For what it's worth, I find similar sensibilities towards nature in virtually every other religious system known to me.

So, in the face of what I think I know about the environment, here are the philosophical and religious conclusions I draw:

a) on analogy with the question of abortion: because uncertainty regarding the health of the environment is intrinsic to the environment as a chaotic system - out of both utilitarian and deontological grounds, it seems to me that great care must be taken to preserve the health of the environment.

Utilitarian - because even utilitarians must breathe and have living customers holding jobs in order to engage in economic activity

Deontological - because the health of the environment directly affects our ability to attend to basic human rights and needs - attention which is likely to become increasingly difficult in light of continuing environmental degradation and growing population.

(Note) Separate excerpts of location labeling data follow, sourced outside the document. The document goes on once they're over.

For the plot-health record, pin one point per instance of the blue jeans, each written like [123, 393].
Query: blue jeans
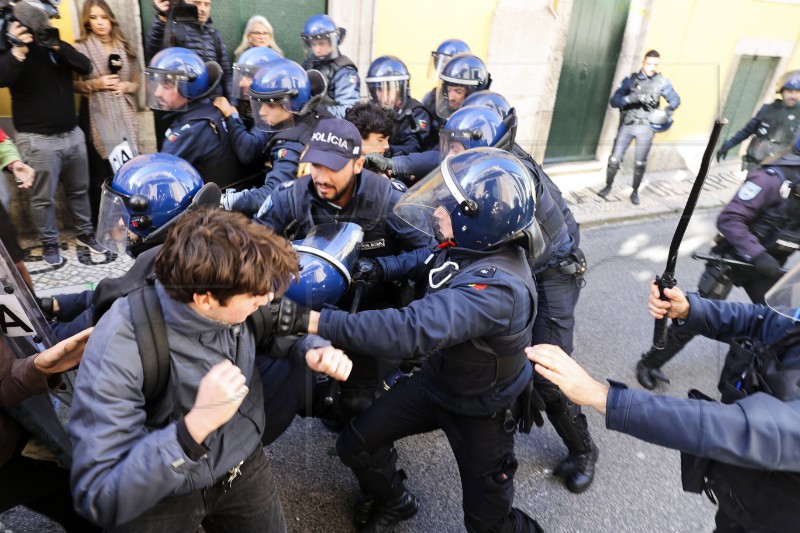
[57, 158]
[249, 505]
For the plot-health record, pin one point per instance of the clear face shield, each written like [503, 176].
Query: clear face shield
[389, 92]
[272, 114]
[113, 221]
[450, 96]
[323, 47]
[165, 90]
[784, 296]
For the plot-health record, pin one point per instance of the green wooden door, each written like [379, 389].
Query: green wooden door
[590, 59]
[230, 17]
[752, 75]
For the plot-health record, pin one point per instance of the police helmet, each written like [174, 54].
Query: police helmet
[660, 120]
[327, 256]
[280, 81]
[487, 193]
[387, 81]
[182, 71]
[463, 75]
[489, 99]
[790, 81]
[143, 196]
[445, 51]
[319, 28]
[247, 65]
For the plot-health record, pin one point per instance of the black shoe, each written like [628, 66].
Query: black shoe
[390, 513]
[88, 240]
[605, 191]
[51, 254]
[649, 377]
[577, 470]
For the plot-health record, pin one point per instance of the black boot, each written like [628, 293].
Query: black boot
[388, 514]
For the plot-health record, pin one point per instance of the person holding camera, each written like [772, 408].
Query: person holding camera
[38, 72]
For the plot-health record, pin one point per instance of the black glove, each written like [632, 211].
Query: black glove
[291, 318]
[767, 265]
[378, 163]
[369, 270]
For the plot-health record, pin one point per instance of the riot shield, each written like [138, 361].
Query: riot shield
[26, 332]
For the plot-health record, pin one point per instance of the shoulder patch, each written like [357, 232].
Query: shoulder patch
[748, 191]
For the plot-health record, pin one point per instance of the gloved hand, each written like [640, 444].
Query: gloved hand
[368, 270]
[767, 265]
[378, 163]
[291, 318]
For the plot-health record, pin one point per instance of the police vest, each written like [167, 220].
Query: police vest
[649, 87]
[759, 500]
[777, 130]
[482, 376]
[217, 163]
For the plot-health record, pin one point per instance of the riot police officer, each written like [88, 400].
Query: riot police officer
[759, 226]
[286, 108]
[388, 83]
[774, 126]
[638, 95]
[470, 329]
[321, 39]
[180, 82]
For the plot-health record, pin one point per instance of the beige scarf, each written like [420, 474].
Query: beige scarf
[113, 118]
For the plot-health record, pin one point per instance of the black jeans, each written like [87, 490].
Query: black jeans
[250, 504]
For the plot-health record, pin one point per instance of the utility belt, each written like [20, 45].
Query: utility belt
[574, 265]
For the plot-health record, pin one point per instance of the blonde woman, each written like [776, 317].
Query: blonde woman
[257, 32]
[108, 109]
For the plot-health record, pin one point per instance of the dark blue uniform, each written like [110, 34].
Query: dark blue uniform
[471, 331]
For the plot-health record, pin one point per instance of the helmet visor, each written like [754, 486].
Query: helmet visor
[274, 114]
[166, 90]
[389, 92]
[113, 221]
[784, 296]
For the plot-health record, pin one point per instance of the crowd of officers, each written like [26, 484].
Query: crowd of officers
[484, 238]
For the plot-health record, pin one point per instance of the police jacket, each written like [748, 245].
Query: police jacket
[470, 328]
[200, 136]
[282, 150]
[754, 434]
[626, 97]
[764, 214]
[412, 130]
[344, 84]
[204, 39]
[775, 126]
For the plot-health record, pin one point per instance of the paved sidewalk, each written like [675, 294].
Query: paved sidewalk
[661, 193]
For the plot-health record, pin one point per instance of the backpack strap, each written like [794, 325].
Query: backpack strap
[151, 339]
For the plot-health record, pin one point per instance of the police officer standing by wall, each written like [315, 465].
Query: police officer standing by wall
[636, 97]
[759, 226]
[742, 451]
[469, 328]
[774, 126]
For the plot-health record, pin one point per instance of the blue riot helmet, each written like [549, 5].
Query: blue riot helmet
[279, 90]
[387, 81]
[443, 53]
[176, 76]
[321, 38]
[486, 195]
[660, 120]
[144, 196]
[461, 76]
[489, 99]
[246, 67]
[789, 81]
[327, 255]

b) on philosophical grounds: I am convinced that the "conservative" arguments for continued economic expansion and optimism regarding the ability of markets and self-interest to cure our environmental problems is both (a) partly right - and partly one-sided, as this argument

  1. seems to call for a return to the focus on individual property rights and self-interest that have led to much of our environmental woes;
  2. as this sort of return seems very unlikely to provide a way of dealing effectively with genuinely global issues, and
  3. as this argument rests on primarily utilitarian ethics - one which is unable to grapple with all of the elements involved in environmental concerns (as it depends on a future it cannot predict, and on values it cannot "fix," etc.)

More broadly, the philosophical worldview that underlies this argument is too historically relative: it is modernist - specifically 19th ct. - and I think that the environment forces us to move beyond (both back before and forward from) this piece of modernist philosophy.

c) on religious grounds: in light of the dangers and uncertainties regarding continued economic expansion and human population growth - my religious sensibilities strongly point in the direction of a more "conservative" position, one that does not so optimistically trust in new technologies, the allegedly robust nature of nature, etc. Rather, my sense is one of fundamental responsibility - not only for what I do as an individual, even what I do as an individual in community with other human beings - but as an individual made as part of, as steward of, Creation itself.

This responsibility makes even the most challenging moral responsibilities of ordinary existence pale by comparison. And as responsibility increases, coupled with uncertainty, my response is to be as careful as possible.